È grottesco pensare che strategiche decisioni societarie, quale è la scelta di un allenatore, vengano prese sentendo gli umori o ascoltando le dritte di cuoreappassionato64 oppure sololamaglia83. Viene da ridere. O da piangere. Se De Laurentiis avesse ascoltato la parte urlante della piazza, non avrebbe mai vinto lo scudetto. Mai. Sbagliamo anche noi media a sovradimensionare il fenomeno: i commenti sui social sono ormai entrati stabilmente nella narrazione, in tv come sui quotidiani. Ma è come se negli anni Settanta e Ottanta nelle trasmissioni sportive si fosse dato conto del commento del tifoso XY che all’uscita dallo stadio sacramentava contro il presidente. Il giornalista sarebbe stato licenziato. Oggi manca poco alle sostituzioni decise col televoto, non ci meraviglieremmo se fosse una delle prossime novità del calcio.
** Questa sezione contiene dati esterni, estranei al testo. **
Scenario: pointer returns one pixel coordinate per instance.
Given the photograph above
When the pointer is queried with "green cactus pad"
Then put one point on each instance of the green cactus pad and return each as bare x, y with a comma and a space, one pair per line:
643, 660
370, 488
Sarebbe ora di dire basta a queste continue concessioni agli umori del presunto popolo. Presunto perché ricordiamo che la stragrande maggioranza delle persone non trascorre la propria vita sui social. In ogni club dovrebbe campeggiare la frase di Kolarov: «Il tifoso può essere arrabbiato e può esprimere la sua opinione allo stadio, ma deve anche essere consapevole che di calcio capisce poco».
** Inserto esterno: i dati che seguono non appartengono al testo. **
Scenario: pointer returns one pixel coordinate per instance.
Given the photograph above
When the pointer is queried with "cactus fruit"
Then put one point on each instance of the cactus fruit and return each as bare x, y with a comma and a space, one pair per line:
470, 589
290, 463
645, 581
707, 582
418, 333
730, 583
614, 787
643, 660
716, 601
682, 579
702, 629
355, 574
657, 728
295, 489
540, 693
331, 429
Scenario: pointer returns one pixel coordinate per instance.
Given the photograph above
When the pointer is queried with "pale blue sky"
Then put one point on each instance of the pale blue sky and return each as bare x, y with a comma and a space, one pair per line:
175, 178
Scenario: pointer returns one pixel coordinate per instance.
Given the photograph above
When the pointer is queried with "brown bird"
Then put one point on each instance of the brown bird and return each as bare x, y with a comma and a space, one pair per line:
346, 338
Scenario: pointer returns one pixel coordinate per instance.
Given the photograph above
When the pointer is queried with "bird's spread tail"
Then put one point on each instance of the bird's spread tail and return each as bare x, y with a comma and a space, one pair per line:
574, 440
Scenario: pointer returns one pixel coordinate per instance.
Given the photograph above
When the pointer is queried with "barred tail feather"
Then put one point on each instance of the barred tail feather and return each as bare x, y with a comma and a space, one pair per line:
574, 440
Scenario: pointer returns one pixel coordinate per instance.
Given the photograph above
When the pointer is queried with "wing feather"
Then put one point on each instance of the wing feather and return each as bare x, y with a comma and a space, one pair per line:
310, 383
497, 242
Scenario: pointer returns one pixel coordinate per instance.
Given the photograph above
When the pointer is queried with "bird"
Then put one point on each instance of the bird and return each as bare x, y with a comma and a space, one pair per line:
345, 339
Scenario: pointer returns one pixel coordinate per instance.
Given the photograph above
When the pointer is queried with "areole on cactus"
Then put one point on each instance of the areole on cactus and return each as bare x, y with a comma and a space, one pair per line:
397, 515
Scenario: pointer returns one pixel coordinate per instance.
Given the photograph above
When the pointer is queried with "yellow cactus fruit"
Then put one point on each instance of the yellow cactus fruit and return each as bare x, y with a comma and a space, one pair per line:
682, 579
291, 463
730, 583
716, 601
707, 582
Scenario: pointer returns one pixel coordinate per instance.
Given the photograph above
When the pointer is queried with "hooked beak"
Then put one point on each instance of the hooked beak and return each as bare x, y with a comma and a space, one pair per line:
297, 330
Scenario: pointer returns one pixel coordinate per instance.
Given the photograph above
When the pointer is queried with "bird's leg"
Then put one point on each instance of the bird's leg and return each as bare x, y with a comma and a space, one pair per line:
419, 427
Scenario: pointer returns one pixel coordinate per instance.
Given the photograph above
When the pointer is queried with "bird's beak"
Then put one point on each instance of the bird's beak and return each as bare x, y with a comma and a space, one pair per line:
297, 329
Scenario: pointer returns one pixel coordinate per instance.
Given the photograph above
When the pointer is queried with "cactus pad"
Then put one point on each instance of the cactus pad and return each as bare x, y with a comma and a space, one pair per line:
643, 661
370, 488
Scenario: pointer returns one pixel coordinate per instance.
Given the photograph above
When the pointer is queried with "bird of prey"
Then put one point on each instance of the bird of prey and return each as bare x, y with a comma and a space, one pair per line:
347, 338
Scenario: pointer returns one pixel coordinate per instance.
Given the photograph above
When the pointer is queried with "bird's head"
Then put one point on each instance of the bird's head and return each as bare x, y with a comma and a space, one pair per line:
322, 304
È ora di ammettere che uno non vale uno. Il tifoso è spettatore. Con i suoi diritti (di protestare, di contestare, di disertare) ma anche con i suoi confini. Mica Sorrentino consulta gli spettatori per sapere come girerà il prossimo film? I presidenti facciano lo stesso. Impongano la primazia della competenza. È l’unica strada da seguire per dirigere un’azienda. Altrimenti saranno travolti da quello stesso popolo che loro hanno accontentato con l’illusione di ingraziarselo.